Geretsried – Man habe sich ausgesprochen. Und zwar in aller Deutlichkeit, wie Martin Grelics bestätigt, ohne auszuplaudern, was bei der gemeinsamen Analyse des bisherigen, höchst unbefriedigenden Saisonverlaufs genau herausgekommen ist. „Die Mannschaft ist natürlich mit der Situation auch nicht zufrieden.

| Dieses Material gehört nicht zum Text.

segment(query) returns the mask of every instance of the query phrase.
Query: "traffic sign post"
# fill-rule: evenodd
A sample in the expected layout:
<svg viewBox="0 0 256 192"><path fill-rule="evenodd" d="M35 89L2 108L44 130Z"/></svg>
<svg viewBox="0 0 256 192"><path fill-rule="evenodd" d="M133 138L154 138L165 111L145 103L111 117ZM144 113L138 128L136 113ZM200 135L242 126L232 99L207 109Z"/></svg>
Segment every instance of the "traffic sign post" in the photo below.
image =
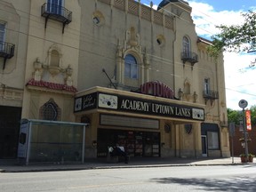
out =
<svg viewBox="0 0 256 192"><path fill-rule="evenodd" d="M246 116L244 108L248 106L248 102L244 100L241 100L238 103L238 106L243 108L243 121L244 121L244 148L245 148L245 156L246 162L248 162L248 143L247 143L247 130L246 130Z"/></svg>

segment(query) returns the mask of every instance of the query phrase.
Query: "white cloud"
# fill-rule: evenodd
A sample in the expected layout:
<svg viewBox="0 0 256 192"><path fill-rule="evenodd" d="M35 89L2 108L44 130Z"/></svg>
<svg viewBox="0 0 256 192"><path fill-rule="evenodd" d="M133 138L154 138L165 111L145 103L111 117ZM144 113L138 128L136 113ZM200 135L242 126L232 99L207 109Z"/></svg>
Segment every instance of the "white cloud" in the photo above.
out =
<svg viewBox="0 0 256 192"><path fill-rule="evenodd" d="M219 33L216 26L239 25L244 20L242 10L216 12L207 4L188 1L192 7L192 17L198 36L211 40L211 36ZM204 10L204 11L201 11ZM249 68L255 55L224 52L225 84L227 106L232 109L241 109L238 107L240 100L248 101L248 108L256 105L256 84L254 83L256 69Z"/></svg>
<svg viewBox="0 0 256 192"><path fill-rule="evenodd" d="M212 36L219 33L216 26L220 24L237 25L244 22L244 18L241 15L243 9L217 12L210 4L197 3L195 0L188 0L188 2L192 7L192 17L197 35L209 40L211 40ZM155 4L153 8L156 9L157 4ZM256 7L250 9L253 11L256 10ZM254 83L256 69L248 69L248 66L254 59L255 55L224 52L228 108L241 109L238 107L238 102L242 99L248 101L249 108L256 105L256 84Z"/></svg>

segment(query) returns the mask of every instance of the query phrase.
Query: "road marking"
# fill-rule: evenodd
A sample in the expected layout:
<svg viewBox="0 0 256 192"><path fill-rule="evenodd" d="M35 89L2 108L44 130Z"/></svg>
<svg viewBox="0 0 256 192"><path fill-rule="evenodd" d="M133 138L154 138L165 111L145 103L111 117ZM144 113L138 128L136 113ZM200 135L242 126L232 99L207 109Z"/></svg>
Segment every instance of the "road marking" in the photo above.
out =
<svg viewBox="0 0 256 192"><path fill-rule="evenodd" d="M106 183L106 184L100 184L100 185L77 186L77 187L69 187L69 188L56 188L56 189L65 190L65 189L77 189L77 188L103 188L103 187L113 187L113 186L138 185L138 184L145 184L145 183L148 183L148 182Z"/></svg>

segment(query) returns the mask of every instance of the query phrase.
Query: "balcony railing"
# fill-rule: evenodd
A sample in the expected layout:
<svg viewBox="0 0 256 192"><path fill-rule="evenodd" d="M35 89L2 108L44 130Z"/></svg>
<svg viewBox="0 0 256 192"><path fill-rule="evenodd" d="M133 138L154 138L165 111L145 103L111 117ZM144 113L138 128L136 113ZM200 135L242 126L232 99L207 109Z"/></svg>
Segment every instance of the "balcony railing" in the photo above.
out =
<svg viewBox="0 0 256 192"><path fill-rule="evenodd" d="M213 100L219 99L219 92L212 90L204 91L203 97L205 100L205 104L208 100L211 100L211 105L212 105Z"/></svg>
<svg viewBox="0 0 256 192"><path fill-rule="evenodd" d="M187 61L190 62L192 69L193 69L195 63L198 62L198 56L196 52L182 52L180 54L180 58L183 60L183 64L185 64L185 62Z"/></svg>
<svg viewBox="0 0 256 192"><path fill-rule="evenodd" d="M44 4L41 7L41 15L45 18L45 28L48 19L61 22L63 24L62 33L64 33L65 26L72 21L72 12L54 4Z"/></svg>
<svg viewBox="0 0 256 192"><path fill-rule="evenodd" d="M3 69L5 68L7 59L11 59L14 55L15 44L0 41L0 57L4 58Z"/></svg>

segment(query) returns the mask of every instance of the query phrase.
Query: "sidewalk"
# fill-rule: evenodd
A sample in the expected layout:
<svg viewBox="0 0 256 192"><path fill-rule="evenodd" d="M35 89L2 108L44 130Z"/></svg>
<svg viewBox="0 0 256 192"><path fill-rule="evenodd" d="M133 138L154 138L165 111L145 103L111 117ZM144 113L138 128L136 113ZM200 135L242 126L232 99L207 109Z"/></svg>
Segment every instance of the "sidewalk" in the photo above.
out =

Das arbeitet auch in den Spielern“, sagt der Trainer des TuS Geretsried, der aus dem intensiven Austausch nach dem Abschlusstraining am Donnerstagabend das Fazit zieht: „Der Blick geht nach vorn.“

Mit frisch gestärktem Gemeinschaftsgefühl sollen die nächsten Aufgaben bewältigt werden, was nichts anderes heißt als punkten, punkten, punkten. „Ich bin positiv gestimmt, wir freuen uns alle auf das Spiel gegen Aystetten“, so Grelics. Er betont, frei nach Goethe, aber auch: „Geredet ist genug. Man muss es auch umsetzen.“

TuS Geretsried will den Heimsieg „mit aller Macht“

Die Bedeutung der Partie spiegelt das Tabellenbild, denn der Siebzehnte empfängt den Achtzehnten. „Da wäre es schon wichtig, drei Punkte zu holen“, mahnt der Trainer. „Das werden wir mit aller Macht probieren.“ Ob es letztlich gelinge, stehe auf einem anderen Blatt, aber „man muss es mehr wollen als der Gegner – und das muss erkennbar sein. Ich will sehen, dass man das Spiel zu sich ziehen will“, sagt der TuS-Coach. Auch das sei in aller Deutlichkeit thematisiert worden. Schließlich sei nicht auszuschließen, dass sich das Kellerduell bis zum Ende als offener Schlagabtausch gestalte: „Damit muss man umgehen können, und nicht einbrechen, wenn man zurückliegt.“ Dann sei es nötig, „zu beißen und über den Punkt zu gehen“, so der Übungsleiter. Weshalb auch das Training nach der 1:6-Pleite beim VfB Durach intensiviert und der Quäl-Faktor angehoben worden sei.

Gewinnen wollen werden auch die Gäste aus dem Landkreis Augsburg. Aber sie werden wohl, so Grelics, „vermutlich auch nicht mit wahnsinnig viel Selbstvertrauen“ ausgestattet sein. Zuletzt gab die Elf von Trainer Marco Löring (Ex-Profi beim FC Augsburg) im Heimspiel gegen den SC Olching eine 1:0-Pausenführung fünf Minuten vor Schluss ab, rettete aber mit einem verwandelten Elfmeter in der Nachspielzeit noch ein 2:2-Unentschieden. „Sie werden alles in die Waagschale werfen“, ist der TuS-Trainer sicher. „Aber es ist ein Heimspiel, und das wollen wir dominant gestalten – und wieder zu alter Heimstärke finden.“

Positive Nachrichten gibt es auch aus dem Geretsrieder Lager: Stürmer Vitalij Lux und Außenverteidiger Sebastian Rosina stehen wieder in der Startelf. „Das sind auf jeden Fall zwei Verstärkungen“, freut sich Martin Grelics über die Rückkehr der beiden Stammkräfte. (Rudi Stallein)

TuS Geretsried

Untch – Bahnmüller, Basaran, Buchmair, Buchner, N. Karpouzidis, L. Kellner, Kirschner, Lajqi, Lux, Pech, Podunavac, Rosina, Reitel, Schrills, Steeb (?).